With extensive internet and malicious code categorization expertise, Websense Security Labs provides research and delivers timely product and information updates to the security community and Websense customers to support them in making their infrastructures more secure.

The use of the web to launch attacks, and the variety of methods used to launch attacks also increased in the second half of 2005. The number of malicious websites and the amount of malicious code being released with criminal intent (crimeware) continued to rise. The phishing landscape also changed considerably, with significant differences in types of targets and attacks. We noticed a trend toward the testing and upgrading of exploits to improve their effectiveness before full-scale launch. We saw browser and operating system exploits being used more frequently. These included zero-day exploits used for spyware, crimeware, phishing, and keylogger installations.

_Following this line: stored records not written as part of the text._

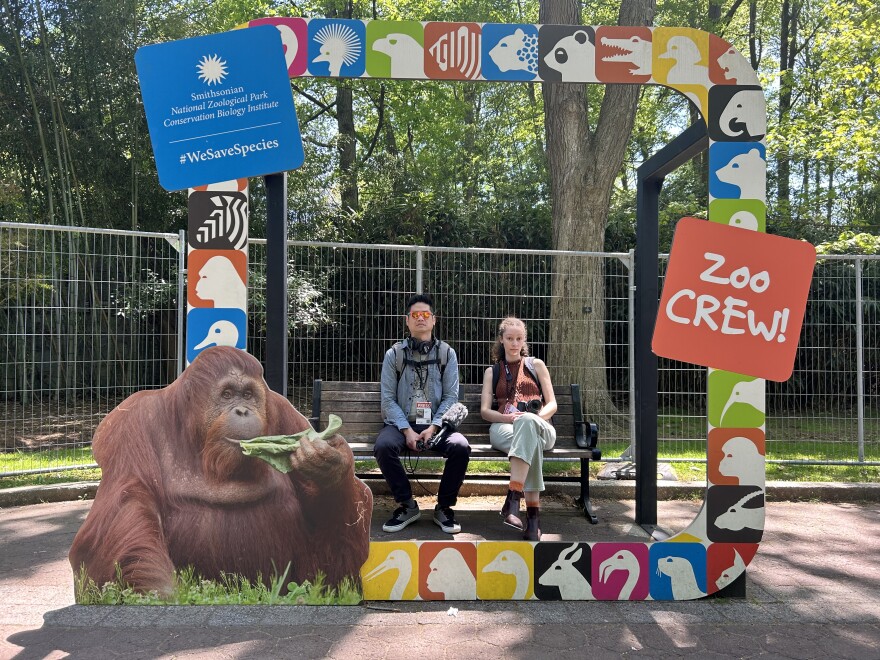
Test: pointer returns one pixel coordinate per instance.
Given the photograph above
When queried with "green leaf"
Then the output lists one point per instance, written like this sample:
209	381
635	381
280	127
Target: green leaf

In H2 2005, successful exploitation of these vulnerabilities enabled attackers to execute code on the workstations of unsuspecting users without their knowledge or consent even fully patched workstations. Several wide-scale infections of this type were reported, many of which included bundled affiliates. We saw the introduction of a new targeted phishing technique called spear phishing, designed to use confidence in the message to compensate for the fact that most consumers have become aware of their vulnerability to phishing attacks. While attacks on banking institutions continued to rise, in H2 2005 we also saw an increase in phishing attacks aimed at non-banking institutions. Cyber extortion attacks which money was requested from users to fix the very problems created by cyber criminals continued to increase. In general, we saw that infections from visiting websites surpassed other infection methods, and that this technique is starting to be used in combination with other methods.